For the agricultural sector, this means improving the productivity of every hectare of land and protecting the ecosystems and natural resources of which farmers have been stewards for generations. There is pressure to produce more with less, while maintaining high standards of quality and safety.
To address this challenging context, farmers around the world have adopted parallel but complementary strategies. On the one hand, adopting natural climate solutions, such as reforestation, cover crops and wetlands restoration; and on the other, deploying increasingly sophisticated technology and data. For example, using analytics to improve yield and productivity, or satellite technology to maximise the precision and efficiency of inputs such as fertiliser. Piloting and implementing on-farm technology has also become an important driver of change in farming.
More resilient farmland
Elizabeth O’Leary, Head of Agriculture and Natural Assets
We have delivered improved asset performance against a range of key metrics. For a number of years, we have measured the soil pH level, a key indicator of soil health, and pursued a target range of 5.5 – 7.0 for this level across our Australian portfolios. The data shows significant improvements due to soil maintenance programs implemented by management, with portfolios achieving or moving towards the target range.
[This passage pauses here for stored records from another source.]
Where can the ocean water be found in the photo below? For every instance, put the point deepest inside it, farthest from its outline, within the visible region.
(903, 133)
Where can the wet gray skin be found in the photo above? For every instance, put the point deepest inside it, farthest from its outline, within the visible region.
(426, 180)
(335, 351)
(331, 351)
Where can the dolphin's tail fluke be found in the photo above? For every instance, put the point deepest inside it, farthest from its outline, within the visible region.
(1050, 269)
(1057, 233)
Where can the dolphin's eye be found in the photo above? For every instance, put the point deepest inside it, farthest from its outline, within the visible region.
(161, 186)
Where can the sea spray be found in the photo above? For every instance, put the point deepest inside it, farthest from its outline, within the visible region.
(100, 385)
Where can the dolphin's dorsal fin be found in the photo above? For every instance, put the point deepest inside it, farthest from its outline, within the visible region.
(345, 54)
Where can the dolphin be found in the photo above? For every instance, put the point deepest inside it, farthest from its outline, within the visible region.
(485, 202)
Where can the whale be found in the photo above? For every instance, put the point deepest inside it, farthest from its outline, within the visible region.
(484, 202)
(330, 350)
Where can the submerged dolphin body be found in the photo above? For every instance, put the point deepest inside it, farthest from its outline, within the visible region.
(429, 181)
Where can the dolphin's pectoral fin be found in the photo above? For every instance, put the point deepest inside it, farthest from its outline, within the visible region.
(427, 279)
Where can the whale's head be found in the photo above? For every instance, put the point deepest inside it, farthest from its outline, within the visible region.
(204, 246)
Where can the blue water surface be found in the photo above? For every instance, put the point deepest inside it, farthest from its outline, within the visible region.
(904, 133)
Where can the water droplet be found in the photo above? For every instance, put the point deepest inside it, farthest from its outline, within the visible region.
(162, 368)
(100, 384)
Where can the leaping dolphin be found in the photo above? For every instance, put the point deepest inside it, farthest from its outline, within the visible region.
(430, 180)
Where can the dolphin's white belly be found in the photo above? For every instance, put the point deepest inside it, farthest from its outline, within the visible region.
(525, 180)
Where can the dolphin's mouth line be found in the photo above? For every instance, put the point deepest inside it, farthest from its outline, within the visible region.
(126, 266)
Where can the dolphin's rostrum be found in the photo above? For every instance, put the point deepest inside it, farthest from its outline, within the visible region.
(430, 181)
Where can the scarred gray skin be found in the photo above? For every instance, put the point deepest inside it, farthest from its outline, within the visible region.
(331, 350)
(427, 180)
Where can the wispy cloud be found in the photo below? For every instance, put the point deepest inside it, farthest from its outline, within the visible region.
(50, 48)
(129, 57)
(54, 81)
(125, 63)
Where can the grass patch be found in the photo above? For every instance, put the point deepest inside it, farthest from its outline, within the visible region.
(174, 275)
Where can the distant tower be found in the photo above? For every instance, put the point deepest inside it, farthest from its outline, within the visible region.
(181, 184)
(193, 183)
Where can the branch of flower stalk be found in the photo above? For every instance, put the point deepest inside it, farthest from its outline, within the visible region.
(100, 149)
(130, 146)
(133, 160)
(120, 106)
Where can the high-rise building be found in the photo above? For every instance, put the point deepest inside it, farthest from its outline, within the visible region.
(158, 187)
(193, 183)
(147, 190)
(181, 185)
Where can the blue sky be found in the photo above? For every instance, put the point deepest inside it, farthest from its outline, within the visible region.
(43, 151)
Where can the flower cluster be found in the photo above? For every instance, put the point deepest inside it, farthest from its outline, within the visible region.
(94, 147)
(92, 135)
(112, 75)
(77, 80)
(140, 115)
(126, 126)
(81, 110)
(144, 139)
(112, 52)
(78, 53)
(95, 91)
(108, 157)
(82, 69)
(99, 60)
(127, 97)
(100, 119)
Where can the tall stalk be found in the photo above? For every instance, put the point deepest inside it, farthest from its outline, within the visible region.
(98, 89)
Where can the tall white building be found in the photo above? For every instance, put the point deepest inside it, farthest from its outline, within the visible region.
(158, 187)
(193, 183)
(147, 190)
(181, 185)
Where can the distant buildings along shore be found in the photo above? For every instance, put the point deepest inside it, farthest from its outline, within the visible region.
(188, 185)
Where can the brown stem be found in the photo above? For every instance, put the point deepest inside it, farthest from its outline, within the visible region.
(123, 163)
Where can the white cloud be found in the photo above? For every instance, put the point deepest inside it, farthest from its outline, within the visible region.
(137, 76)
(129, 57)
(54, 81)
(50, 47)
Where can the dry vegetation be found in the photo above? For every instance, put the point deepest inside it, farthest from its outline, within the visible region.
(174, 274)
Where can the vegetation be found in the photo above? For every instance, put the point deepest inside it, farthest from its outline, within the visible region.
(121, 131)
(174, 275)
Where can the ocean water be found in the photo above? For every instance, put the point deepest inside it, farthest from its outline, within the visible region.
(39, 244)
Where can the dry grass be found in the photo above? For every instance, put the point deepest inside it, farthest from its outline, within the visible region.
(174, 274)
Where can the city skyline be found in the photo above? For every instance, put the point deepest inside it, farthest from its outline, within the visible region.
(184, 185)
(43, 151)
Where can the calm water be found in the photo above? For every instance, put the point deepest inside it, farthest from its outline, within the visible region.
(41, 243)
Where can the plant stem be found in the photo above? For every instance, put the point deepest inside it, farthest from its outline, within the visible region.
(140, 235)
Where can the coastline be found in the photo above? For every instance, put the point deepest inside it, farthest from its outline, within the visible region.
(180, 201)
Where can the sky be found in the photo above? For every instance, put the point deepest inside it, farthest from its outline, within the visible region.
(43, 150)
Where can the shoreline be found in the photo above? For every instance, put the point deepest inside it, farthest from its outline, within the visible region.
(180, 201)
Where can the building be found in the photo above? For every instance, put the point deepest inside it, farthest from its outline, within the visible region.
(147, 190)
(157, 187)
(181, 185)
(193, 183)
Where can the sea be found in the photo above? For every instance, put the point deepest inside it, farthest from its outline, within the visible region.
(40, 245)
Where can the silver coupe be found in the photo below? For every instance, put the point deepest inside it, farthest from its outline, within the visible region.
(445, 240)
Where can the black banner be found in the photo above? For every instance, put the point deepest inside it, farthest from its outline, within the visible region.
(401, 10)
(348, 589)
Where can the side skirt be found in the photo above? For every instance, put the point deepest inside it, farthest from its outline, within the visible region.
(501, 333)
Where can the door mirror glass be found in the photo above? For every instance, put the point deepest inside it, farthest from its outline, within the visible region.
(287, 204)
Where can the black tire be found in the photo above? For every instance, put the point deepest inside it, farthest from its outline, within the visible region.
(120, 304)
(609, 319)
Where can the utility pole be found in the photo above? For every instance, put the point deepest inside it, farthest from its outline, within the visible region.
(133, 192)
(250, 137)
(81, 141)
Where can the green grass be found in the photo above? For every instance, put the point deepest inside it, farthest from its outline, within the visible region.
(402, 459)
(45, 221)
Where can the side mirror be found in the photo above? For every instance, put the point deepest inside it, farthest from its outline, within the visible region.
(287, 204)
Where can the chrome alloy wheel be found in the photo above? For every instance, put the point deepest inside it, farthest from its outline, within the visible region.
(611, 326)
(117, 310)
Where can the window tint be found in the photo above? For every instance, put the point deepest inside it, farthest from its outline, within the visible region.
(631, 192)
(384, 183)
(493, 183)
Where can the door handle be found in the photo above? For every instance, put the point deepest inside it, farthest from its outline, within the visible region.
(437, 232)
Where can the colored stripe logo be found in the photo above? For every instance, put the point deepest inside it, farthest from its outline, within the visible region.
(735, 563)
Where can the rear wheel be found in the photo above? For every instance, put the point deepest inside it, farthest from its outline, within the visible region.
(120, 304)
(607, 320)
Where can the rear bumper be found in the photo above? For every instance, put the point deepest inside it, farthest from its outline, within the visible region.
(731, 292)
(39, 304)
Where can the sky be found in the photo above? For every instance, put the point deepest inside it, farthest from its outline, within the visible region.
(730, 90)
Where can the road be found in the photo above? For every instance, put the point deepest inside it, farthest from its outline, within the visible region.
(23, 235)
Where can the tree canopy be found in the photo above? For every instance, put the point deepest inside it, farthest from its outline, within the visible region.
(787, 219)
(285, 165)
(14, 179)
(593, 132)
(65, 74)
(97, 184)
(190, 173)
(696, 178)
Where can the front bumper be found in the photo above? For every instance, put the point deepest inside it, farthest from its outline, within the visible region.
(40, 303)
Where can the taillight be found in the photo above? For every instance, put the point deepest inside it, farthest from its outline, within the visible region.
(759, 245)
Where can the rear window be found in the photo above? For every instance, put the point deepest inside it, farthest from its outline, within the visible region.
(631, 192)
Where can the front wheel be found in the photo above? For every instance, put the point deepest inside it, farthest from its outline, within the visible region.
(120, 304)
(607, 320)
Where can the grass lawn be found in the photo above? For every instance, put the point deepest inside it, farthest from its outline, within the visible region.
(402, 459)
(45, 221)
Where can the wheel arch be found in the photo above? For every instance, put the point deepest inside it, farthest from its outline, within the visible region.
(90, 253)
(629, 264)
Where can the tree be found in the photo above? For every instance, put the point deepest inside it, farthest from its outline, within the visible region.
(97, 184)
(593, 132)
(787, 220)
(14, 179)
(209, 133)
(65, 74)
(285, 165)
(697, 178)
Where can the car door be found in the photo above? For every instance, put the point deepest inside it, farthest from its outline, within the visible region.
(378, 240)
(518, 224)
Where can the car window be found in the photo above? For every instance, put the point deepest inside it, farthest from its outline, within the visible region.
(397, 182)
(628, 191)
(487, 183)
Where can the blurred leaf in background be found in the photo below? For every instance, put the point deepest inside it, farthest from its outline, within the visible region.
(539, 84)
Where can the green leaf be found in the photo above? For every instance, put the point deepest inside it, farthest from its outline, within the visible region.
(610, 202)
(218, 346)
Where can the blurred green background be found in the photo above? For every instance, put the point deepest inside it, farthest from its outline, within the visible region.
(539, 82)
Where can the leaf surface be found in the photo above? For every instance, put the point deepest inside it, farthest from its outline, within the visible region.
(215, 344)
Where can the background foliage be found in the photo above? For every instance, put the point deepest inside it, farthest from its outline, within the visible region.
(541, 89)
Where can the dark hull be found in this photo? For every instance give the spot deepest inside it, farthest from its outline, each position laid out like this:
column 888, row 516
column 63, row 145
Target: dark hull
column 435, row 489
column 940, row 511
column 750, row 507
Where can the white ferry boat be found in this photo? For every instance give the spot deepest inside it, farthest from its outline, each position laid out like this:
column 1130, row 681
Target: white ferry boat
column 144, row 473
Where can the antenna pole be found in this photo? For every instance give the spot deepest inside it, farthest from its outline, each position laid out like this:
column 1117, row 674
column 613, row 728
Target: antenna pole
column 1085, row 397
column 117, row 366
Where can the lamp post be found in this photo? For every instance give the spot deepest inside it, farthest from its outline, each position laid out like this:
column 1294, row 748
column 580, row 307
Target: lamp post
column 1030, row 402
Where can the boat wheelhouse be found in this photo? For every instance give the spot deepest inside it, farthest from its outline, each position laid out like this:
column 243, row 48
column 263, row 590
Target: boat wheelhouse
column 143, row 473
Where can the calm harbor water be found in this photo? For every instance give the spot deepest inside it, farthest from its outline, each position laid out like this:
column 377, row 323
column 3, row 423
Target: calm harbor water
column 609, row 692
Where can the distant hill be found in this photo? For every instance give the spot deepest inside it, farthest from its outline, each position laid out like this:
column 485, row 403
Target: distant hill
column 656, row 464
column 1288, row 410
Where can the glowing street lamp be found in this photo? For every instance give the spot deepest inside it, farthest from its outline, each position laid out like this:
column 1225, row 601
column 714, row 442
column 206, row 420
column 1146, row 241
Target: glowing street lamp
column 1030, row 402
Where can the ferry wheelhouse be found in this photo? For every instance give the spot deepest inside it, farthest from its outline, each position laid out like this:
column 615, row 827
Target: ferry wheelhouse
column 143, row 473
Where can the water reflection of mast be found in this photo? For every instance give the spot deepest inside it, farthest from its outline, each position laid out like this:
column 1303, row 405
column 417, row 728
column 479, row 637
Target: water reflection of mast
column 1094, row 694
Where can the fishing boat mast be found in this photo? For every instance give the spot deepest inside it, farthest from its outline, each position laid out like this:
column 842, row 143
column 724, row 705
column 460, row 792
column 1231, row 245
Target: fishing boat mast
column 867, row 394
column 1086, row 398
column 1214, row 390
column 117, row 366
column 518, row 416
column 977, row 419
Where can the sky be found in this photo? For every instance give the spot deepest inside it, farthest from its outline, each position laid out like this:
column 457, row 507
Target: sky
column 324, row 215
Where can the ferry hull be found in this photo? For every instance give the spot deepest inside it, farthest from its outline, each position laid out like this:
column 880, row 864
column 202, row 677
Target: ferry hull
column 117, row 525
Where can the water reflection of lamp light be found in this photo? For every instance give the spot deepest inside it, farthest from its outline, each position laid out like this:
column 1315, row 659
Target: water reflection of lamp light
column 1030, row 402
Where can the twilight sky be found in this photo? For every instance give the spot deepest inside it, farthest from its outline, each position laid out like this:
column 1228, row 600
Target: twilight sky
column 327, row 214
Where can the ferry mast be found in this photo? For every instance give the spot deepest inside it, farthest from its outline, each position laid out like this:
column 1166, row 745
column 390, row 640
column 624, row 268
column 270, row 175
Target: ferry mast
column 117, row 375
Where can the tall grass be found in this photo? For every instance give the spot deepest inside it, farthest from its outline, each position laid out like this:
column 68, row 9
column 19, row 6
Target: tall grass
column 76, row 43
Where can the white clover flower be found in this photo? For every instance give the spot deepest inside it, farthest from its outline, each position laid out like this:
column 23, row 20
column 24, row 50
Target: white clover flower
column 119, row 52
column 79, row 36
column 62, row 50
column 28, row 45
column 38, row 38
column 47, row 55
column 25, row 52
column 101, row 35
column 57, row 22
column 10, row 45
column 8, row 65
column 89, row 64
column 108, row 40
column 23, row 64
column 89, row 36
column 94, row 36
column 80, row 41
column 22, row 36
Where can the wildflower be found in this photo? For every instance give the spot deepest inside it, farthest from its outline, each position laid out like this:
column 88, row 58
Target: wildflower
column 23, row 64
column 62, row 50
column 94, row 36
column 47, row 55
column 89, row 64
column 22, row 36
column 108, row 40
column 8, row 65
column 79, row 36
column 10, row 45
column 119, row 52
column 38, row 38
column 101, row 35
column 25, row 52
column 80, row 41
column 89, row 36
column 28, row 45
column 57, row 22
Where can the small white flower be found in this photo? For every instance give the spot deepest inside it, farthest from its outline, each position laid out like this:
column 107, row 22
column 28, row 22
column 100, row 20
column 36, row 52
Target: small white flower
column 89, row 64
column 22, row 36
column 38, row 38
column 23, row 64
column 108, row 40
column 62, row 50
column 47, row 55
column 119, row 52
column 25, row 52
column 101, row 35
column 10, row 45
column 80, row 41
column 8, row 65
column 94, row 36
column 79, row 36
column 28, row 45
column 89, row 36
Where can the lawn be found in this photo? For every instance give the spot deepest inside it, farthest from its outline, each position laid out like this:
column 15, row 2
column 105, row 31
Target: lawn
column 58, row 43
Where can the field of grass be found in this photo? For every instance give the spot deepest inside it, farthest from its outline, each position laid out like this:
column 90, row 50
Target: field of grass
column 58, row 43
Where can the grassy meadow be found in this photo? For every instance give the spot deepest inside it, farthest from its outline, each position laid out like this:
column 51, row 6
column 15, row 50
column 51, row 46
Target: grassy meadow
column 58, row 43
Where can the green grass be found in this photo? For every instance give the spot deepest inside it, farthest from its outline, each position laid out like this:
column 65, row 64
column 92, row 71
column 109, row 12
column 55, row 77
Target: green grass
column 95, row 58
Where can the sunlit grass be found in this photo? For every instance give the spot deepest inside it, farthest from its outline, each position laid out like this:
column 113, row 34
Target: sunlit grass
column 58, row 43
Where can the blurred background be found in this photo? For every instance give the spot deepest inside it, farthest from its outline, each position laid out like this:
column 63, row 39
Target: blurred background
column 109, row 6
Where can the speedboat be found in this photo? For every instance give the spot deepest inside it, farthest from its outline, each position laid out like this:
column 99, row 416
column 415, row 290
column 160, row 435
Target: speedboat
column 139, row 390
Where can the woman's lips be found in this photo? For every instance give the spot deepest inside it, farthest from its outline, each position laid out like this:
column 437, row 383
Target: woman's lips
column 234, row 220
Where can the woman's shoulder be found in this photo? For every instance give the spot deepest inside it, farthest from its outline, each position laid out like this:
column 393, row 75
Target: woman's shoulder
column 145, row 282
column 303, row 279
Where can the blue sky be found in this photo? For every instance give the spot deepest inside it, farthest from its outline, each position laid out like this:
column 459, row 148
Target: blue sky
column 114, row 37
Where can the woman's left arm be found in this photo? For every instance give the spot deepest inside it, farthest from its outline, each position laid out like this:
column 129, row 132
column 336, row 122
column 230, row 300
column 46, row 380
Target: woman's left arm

Since 2019, we have been able to measure the emissions per unit of output for the Viridis Ag row cropping portfolio, using the FarmPrint tool. From 2019 to 2020, emissions intensity improved from 0.27 tCO2-e to 0.19 tCO2-e per tonne of production. We were able to understand the drivers of improvement, which included higher production due to strong rainfall, coupled with ongoing investment into energy efficient technologies and practices.
We are conscious that performance in our sector is heavily weather dependent, with no guarantee of continuous improvement every year, so it is critical to look at trends in performance over the long term.
There is evidence to suggest that, as sustainable practices are pursued, financial returns improve. For example, our portfolio companies have set a target of 100 per cent utilisation of Variable Rate Technology (VRT) for fertiliser application, to reduce both environmental impact and production costs. We are also seeing sustainable practices driving improvements in the livelihoods of local communities, where there is growing pride in adopting methods that demonstrate stewardship of the natural environment.